I have thought of a million reasons to call him. and none of them seem good or seem like a reason to break No contact. I feel like he would have called or emailed me or texted me by now if he had wanted to say sorry or even talk about what happened. And god knows it would only hurt me to hear his voice, see his words and not be able to fix us. Thats all i tried to do was fix things from the start. i would really like to just be okay today. I would like to go to work happy. But i don't think that is going to happen. I think what set off this sudden missing him was the fact that i did what my thearpist said and i picked two pictures one of him i liked one of him i didn't and i listed all the things i disliked about him and all the things i liked. I had very long lists on both sides and just staring at the picture of him and his smile made me smile. It didn't make me sad. And it made me think he was happier without me, becasue he choose to leave. And its true i can guarantee he is happier because no one is pushing him, he has no pressure. He was able to get a car for himself. Not for us. I just don't think he was ready for an us. at all really.

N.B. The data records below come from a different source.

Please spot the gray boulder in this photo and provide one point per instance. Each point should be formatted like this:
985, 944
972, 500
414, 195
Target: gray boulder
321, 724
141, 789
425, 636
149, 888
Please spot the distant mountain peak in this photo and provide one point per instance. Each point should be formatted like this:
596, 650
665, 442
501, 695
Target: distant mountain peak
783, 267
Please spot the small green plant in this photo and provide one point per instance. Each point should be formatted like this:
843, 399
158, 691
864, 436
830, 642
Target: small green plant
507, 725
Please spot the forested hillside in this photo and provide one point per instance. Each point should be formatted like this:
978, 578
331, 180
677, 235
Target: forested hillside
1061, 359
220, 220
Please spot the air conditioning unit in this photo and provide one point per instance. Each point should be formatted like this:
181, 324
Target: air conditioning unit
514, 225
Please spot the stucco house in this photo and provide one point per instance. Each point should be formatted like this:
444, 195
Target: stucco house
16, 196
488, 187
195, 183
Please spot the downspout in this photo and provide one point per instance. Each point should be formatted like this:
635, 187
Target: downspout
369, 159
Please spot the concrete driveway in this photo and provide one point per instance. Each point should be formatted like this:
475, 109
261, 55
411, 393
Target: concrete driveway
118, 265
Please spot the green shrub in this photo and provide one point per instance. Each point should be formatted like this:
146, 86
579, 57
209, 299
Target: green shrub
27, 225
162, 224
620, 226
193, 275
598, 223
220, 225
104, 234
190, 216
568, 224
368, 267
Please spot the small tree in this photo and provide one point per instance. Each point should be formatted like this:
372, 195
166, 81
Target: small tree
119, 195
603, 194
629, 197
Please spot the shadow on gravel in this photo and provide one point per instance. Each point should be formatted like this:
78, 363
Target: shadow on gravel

Its like i go through this break up in stages. First im 100% fucking sad and feel like im dying, then im 70% okay, then im 30% wanting him back, then im crying, then im smiling, then im saying wtf would you want him back for? Then im looking at new guys then im being reminded how much i miss him,

I call on the world to give me strength and let what must happen happen.
 I did the best with what i was given. I tried 100%. I really did. and for that i felt he didn't give me his 100%. I deserve that from someone, i deserve 100% for me to my self. I will try 100% to become a more healthy and self loving person. And i will find what im looking for.